Mikus leitet Kenfo seit 2017 und verwaltet einen staatlich gestützten Fonds in Höhe von rund 26,5 Milliarden Euro. Dieser finanziert die Lagerung radioaktiver Abfälle aus den stillgelegten deutschen Atomkraftwerken bis zum Jahr 2100.
Ihr Rentenreformplan sieht ein verpflichtendes aktienbasiertes System vor. Sie argumentiert, dass ein breiterer Zugang zu den Kapitalmärkten der gesamten Bevölkerung zugutekommen würde. Das Vertrauen der Öffentlichkeit in solche Systeme, so Mikus, wachse in der Regel, sobald die Menschen konkrete Ergebnisse sehen.
Als Vorbild dient ihr der schwedische Staatsfonds AP7, der alle Versicherten unabhängig von der Höhe ihrer Beiträge einbindet. Ein ähnliches Modell, davon ist Mikus überzeugt, könnte das deutsche Rentensystem stärken.

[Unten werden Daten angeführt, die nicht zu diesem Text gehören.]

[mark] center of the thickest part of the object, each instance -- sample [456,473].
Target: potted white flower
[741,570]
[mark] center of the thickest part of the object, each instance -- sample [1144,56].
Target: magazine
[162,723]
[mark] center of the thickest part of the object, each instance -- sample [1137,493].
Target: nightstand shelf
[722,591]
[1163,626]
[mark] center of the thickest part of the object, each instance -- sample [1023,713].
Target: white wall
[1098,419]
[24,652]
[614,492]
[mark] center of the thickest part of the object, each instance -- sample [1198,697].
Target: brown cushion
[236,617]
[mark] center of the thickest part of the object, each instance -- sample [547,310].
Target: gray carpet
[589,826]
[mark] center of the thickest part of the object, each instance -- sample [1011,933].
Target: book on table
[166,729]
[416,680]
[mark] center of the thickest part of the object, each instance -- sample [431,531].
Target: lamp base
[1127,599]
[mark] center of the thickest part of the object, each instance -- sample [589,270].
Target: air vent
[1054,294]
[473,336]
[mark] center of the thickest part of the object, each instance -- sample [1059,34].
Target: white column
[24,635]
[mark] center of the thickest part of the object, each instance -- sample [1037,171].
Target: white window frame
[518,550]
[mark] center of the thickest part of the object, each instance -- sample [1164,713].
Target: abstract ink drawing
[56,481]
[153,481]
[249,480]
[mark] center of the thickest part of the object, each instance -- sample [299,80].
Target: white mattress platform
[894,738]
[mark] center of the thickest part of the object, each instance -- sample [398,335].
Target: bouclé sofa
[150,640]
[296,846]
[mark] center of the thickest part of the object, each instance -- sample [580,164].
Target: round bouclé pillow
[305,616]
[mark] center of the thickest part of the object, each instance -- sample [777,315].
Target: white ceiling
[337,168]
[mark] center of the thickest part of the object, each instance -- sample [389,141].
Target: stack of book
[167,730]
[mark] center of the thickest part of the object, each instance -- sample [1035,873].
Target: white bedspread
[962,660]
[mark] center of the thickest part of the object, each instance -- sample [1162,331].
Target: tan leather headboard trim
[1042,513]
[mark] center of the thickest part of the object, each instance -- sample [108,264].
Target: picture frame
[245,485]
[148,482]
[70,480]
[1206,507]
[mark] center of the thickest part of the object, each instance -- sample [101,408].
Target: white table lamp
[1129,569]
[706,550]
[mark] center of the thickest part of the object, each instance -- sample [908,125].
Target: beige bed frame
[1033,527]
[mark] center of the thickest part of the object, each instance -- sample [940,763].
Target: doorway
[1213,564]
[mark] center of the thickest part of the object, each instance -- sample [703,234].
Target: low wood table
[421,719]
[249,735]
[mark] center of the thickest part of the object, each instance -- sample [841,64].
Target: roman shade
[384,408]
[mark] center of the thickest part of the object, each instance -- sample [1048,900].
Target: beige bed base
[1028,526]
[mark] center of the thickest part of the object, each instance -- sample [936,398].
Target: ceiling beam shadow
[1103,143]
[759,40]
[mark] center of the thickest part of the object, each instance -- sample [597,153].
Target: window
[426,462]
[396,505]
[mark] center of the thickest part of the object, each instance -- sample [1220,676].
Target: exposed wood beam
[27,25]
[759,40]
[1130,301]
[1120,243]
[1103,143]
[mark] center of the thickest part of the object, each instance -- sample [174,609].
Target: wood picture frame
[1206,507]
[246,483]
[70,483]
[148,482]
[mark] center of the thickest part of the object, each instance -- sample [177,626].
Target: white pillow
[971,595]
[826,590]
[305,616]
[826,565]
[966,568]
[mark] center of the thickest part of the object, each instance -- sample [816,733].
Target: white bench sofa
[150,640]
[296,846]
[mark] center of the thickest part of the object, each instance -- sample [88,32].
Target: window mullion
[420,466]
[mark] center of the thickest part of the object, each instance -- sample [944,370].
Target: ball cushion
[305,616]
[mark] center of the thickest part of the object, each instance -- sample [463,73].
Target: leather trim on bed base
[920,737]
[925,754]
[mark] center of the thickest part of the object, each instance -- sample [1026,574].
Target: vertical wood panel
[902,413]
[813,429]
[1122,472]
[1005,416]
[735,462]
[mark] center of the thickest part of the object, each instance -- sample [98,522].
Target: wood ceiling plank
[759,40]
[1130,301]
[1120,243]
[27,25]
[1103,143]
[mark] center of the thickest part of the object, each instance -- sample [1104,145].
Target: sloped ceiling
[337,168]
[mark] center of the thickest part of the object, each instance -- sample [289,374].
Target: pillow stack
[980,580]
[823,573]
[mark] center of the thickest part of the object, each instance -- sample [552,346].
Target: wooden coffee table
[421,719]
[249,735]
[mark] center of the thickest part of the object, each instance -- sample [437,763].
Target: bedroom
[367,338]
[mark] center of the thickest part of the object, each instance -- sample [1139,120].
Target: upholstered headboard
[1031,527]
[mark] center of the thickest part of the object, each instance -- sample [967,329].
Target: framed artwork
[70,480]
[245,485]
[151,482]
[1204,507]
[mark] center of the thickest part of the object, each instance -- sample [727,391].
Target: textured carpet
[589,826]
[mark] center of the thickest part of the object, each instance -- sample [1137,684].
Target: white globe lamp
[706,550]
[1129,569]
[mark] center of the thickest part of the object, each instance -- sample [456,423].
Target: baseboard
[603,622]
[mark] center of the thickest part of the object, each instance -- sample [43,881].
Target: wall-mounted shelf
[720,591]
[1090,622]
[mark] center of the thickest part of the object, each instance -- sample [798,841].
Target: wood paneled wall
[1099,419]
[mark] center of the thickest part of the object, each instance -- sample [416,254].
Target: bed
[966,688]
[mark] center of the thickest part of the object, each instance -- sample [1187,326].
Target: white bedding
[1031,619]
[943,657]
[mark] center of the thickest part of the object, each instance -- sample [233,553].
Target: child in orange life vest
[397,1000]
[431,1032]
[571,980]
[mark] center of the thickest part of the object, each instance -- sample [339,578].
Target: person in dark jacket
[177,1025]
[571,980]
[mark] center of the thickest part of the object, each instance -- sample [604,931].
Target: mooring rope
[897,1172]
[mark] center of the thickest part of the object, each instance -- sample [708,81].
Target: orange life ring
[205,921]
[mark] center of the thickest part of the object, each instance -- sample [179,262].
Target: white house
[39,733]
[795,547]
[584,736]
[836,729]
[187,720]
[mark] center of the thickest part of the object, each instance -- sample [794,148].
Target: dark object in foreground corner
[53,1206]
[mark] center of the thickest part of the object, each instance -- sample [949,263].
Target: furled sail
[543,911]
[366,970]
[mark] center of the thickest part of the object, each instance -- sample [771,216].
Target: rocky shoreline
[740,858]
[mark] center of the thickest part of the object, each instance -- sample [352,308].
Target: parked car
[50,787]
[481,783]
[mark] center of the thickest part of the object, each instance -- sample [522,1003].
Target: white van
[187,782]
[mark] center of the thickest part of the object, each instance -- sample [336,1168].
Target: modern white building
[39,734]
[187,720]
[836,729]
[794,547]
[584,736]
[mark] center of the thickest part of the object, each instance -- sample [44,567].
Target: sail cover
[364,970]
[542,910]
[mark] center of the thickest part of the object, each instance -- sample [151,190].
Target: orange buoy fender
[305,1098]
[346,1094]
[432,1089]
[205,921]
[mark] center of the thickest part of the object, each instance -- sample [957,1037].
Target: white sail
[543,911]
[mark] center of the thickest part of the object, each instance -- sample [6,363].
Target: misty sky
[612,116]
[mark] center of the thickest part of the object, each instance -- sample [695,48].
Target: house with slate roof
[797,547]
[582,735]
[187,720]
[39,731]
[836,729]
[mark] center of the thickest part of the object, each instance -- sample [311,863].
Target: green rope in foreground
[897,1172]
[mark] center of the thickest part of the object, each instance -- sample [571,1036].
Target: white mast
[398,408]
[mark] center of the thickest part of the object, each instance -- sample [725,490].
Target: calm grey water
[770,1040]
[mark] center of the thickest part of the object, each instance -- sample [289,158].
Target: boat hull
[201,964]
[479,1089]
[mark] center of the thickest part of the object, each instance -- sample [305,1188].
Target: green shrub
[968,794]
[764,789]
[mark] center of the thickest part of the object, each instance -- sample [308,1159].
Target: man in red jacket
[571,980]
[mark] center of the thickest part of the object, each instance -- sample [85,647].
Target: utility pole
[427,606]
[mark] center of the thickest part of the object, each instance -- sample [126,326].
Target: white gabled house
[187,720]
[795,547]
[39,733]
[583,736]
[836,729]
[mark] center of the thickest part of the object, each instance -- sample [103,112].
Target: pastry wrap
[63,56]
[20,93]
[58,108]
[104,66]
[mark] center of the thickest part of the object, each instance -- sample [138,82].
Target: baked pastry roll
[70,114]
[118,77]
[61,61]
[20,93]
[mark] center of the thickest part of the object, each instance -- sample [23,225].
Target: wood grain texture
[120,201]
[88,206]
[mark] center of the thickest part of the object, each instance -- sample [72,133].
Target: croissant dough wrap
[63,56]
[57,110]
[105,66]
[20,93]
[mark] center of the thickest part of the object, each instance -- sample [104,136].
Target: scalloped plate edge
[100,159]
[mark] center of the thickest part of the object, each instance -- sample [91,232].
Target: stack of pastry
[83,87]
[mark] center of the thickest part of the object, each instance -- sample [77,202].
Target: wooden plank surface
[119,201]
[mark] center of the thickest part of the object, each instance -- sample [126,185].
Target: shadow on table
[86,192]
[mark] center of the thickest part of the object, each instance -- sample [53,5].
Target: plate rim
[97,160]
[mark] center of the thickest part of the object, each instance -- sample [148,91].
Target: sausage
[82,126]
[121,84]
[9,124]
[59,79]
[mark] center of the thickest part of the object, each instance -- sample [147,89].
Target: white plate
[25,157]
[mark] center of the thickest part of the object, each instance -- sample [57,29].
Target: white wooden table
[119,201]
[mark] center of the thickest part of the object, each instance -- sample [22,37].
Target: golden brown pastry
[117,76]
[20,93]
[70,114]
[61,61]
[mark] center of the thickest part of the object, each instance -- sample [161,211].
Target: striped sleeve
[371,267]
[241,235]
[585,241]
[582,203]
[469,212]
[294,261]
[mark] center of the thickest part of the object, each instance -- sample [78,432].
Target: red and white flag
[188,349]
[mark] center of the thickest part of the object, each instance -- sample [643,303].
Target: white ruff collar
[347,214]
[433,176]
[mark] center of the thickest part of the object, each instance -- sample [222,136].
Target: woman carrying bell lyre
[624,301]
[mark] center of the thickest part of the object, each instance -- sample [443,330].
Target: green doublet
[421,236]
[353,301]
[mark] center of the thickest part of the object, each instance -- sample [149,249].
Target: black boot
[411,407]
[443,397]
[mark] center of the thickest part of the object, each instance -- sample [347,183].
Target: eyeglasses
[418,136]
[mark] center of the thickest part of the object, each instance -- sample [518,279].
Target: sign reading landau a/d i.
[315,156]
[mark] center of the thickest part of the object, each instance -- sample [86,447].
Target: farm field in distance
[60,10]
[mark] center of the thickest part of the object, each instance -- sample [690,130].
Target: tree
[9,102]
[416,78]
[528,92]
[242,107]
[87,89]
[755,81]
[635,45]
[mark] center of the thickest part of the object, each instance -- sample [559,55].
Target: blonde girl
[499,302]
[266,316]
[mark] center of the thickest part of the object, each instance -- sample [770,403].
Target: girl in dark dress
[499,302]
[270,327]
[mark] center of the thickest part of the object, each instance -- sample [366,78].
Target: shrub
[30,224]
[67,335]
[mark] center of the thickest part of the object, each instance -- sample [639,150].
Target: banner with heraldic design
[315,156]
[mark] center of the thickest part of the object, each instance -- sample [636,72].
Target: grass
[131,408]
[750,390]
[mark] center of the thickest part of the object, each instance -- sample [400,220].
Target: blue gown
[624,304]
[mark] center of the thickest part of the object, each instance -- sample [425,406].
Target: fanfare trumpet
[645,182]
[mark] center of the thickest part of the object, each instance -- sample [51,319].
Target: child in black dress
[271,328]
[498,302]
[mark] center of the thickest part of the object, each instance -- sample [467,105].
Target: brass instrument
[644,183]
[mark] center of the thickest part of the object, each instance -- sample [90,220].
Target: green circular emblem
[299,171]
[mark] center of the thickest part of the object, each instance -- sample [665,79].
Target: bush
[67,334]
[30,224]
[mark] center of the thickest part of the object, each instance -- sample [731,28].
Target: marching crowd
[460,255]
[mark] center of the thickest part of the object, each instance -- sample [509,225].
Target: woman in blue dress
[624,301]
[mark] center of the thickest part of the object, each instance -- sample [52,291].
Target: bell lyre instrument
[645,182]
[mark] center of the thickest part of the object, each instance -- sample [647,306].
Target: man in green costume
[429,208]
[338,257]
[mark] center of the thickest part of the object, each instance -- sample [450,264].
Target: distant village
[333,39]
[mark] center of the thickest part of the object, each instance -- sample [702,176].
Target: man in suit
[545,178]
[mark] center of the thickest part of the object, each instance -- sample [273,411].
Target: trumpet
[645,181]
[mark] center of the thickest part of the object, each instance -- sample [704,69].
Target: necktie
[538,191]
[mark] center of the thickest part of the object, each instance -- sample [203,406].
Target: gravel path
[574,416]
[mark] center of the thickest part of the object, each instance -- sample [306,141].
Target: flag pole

Der Vorschlag würde die Aktieninvestitionen innerhalb des deutschen Rentensystems ausweiten. Sollte er umgesetzt werden, könnte er die Finanzierung des Ruhestands künftiger Generationen grundlegend verändern. Entscheidend für den Erfolg ihres Plans ist jedoch, dass das öffentliche Vertrauen durch nachweisbare Erfolge gestärkt wird.